Quelques chiffres clés de l’étude :
- 7,5% des Salvadoriens utilisent le Bitcoin pour leurs achats
- 92% n’utilisent pas du tout les crypto-monnaies
- 58% pensent que le pays va dans la bonne direction avec cette adoption
- Seulement 1,3% souhaitent que le BTC devienne la monnaie principale
Ces données contrastent avec l’enthousiasme et le volontarisme affichés par le chef de l’État. Depuis 2021, Nayib Bukele n’a cessé d’investir dans le Bitcoin, faisant fi des mises en garde répétées du FMI concernant les risques d’une telle politique pour la stabilité financière du pays. Le Salvador a même lancé un projet pharaonique de “Bitcoin City”, une ville entièrement dédiée aux crypto-monnaies et exemptée d’impôts (hors TVA).

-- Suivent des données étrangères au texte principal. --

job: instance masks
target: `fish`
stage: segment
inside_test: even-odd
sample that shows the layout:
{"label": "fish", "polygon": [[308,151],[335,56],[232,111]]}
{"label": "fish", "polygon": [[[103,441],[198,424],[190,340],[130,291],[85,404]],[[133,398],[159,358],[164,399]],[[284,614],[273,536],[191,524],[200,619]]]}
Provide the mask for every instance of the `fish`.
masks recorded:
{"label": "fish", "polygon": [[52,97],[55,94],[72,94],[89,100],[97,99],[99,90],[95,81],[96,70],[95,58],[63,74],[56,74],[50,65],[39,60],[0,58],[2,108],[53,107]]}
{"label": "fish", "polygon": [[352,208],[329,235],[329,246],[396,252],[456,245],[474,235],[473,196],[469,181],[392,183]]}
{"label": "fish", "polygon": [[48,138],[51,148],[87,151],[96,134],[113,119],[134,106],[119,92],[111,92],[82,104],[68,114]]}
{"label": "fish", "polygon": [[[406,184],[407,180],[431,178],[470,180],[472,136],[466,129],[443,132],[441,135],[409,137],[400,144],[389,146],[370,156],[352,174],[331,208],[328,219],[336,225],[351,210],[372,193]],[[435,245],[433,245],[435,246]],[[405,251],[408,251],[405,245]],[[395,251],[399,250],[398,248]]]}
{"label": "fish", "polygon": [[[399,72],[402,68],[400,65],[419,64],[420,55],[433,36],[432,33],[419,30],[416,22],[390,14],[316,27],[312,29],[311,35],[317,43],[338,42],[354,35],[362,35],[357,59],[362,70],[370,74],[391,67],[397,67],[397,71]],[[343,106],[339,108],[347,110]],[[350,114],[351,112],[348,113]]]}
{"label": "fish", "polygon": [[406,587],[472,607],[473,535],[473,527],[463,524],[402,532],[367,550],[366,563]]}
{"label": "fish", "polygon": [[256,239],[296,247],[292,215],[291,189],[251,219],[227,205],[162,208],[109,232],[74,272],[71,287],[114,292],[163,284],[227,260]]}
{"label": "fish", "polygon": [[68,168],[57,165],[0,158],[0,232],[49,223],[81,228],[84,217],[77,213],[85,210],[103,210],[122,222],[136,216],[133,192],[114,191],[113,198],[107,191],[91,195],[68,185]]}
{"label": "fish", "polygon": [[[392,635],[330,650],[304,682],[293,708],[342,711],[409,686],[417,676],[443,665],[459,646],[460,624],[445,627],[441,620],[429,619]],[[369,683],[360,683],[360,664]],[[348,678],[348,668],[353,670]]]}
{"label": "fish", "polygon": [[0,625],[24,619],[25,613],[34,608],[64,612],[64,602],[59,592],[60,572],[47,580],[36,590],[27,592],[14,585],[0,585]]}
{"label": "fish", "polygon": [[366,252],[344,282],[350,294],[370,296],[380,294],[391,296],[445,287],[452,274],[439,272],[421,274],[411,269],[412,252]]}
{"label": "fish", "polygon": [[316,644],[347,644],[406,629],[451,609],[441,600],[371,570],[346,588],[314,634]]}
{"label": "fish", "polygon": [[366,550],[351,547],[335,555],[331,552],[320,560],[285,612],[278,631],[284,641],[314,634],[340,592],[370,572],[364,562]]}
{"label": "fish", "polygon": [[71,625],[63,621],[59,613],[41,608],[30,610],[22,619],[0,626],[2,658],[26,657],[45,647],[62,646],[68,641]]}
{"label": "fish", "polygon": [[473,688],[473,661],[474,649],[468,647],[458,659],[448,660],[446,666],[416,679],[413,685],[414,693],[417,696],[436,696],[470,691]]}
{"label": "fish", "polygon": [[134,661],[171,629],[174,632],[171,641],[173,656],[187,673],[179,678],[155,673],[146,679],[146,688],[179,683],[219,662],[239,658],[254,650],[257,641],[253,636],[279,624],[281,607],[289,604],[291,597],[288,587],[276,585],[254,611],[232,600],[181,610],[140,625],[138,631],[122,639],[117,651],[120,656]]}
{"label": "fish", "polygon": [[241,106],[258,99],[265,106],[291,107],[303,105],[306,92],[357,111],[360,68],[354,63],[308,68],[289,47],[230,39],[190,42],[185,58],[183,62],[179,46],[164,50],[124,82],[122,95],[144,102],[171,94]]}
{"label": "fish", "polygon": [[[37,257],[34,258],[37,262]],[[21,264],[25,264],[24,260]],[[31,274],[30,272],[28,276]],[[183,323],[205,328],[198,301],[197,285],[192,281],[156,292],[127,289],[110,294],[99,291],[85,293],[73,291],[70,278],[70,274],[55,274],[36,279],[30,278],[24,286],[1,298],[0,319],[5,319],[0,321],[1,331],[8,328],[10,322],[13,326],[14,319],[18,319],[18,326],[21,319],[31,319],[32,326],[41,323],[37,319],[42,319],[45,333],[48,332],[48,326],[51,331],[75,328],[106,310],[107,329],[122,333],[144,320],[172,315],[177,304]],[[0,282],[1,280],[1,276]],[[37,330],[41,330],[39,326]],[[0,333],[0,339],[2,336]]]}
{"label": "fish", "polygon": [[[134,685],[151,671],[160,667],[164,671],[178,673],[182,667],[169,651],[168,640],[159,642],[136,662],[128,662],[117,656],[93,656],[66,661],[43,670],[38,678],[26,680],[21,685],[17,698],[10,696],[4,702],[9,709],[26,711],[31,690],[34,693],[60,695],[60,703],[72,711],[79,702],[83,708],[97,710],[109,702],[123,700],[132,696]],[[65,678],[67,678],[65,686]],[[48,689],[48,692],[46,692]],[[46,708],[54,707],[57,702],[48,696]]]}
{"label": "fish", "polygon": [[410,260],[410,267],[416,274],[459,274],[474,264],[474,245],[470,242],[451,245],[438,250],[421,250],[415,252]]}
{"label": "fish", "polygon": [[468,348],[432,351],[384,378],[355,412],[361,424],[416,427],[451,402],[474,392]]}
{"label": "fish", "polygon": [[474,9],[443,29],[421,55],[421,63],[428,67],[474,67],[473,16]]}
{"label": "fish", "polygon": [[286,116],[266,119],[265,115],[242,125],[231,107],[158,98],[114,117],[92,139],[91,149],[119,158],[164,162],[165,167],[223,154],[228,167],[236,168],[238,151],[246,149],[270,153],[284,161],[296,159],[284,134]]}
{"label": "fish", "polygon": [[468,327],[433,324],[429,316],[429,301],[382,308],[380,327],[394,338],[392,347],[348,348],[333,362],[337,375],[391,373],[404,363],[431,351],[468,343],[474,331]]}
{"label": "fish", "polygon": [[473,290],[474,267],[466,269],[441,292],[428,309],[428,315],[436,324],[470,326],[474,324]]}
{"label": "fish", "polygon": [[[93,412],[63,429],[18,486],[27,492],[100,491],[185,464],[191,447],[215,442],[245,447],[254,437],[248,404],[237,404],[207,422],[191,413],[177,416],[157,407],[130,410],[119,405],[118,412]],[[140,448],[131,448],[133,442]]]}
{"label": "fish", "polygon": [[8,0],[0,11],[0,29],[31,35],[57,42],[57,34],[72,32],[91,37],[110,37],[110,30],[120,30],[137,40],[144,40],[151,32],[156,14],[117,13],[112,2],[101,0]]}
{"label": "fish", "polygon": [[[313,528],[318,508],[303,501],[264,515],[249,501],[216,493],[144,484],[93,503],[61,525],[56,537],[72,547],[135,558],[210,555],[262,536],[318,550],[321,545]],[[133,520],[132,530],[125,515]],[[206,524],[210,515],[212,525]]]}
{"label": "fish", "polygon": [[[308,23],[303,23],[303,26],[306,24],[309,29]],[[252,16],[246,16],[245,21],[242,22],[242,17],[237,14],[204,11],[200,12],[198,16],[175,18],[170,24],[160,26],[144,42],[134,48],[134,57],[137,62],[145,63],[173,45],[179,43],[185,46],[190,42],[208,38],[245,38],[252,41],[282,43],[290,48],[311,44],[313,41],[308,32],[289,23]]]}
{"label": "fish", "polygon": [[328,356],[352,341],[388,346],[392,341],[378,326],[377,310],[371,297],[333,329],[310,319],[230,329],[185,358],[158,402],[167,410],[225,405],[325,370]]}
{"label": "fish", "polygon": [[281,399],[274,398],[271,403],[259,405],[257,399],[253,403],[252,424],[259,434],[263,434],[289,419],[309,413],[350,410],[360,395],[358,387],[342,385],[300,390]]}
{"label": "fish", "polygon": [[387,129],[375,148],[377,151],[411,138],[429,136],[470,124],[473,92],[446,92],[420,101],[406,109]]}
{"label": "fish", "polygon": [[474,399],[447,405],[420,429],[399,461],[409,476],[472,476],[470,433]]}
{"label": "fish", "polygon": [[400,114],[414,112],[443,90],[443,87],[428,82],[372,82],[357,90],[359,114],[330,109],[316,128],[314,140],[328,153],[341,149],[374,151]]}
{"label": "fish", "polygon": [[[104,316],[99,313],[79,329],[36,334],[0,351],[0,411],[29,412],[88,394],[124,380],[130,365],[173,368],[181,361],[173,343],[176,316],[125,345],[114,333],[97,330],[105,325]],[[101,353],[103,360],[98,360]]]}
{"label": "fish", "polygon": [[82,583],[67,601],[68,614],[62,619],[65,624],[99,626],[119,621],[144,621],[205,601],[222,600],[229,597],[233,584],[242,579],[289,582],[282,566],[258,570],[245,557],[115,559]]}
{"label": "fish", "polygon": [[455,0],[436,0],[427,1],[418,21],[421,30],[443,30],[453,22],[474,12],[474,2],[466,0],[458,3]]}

Un cadre légal incitatif mais une adhésion populaire en demi-teinte
Malgré un cadre légal très favorable, avec notamment l’obligation pour tous les commerces d’accepter les paiements en BTC s’ils en ont la capacité technique, la population salvadorienne ne semble donc pas avoir encore complètement adhéré au virage crypto impulsé par son président. Cela n’empêche pas ce dernier de jouir d’une grande popularité, avec 58% des sondés estimant que le pays va globalement dans la bonne direction.
Un paradis crypto pour les touristes et investisseurs étrangers
Si l’adoption populaire du Bitcoin n’est pas encore au rendez-vous, le Salvador fait figure d’eldorado pour les investisseurs et touristes crypto-enthousiastes du monde entier. La quasi-totalité des commerces du pays sont désormais équipés pour accepter les paiements en BTC et autres crypto-monnaies. De nombreux projets et événements crypto fleurissent, attirant influenceurs, entrepreneurs et curieux de l’écosystème.
Le projet Bitcoin City cristallise toutes les attentions. Cette cité futuriste 100% crypto, prévue au pied du volcan Conchagua, ambitionne d’attirer entreprises et capitaux étrangers grâce à un environnement fiscal privilégié. Des investisseurs du monde entier, notamment des Turcs, ont déjà manifesté leur intérêt et engagé des discussions avec le gouvernement.
Entre idéal crypto et réalité socio-économique, le grand écart salvadorien
Au final, l’adoption du Bitcoin au Salvador illustre le décalage qui peut exister entre une vision progressiste et volontariste portée par un gouvernement, et la réalité des usages au sein d’une population qui n’a pas forcément les mêmes priorités ou le même niveau de connaissance des technologies crypto.
Malgré la détermination de Nayib Bukele et un cadre légal parmi les plus favorables au monde, le Bitcoin ne s’est pas (encore) imposé comme une monnaie du quotidien pour les Salvadoriens. Le pays attire en revanche une nouvelle catégorie de touristes et d’investisseurs ayant la crypto-culture chevillée au corps. Un décalage qui pose question sur les motivations réelles et les bénéfices concrets pour la population de cette disruption monétaire voulue par le pouvoir en place.
Le Salvador restera quoi qu’il arrive un cas d’école passionnant et un laboratoire grandeur nature pour l’adoption à l’échelle d’un pays d’une crypto-monnaie comme monnaie légale. Mais le chemin vers une véritable démocratisation du Bitcoin dans la population semble encore long et semé d’embûches. Un paradoxe dans ce petit pays d’Amérique centrale qui aura été le premier à franchir le pas.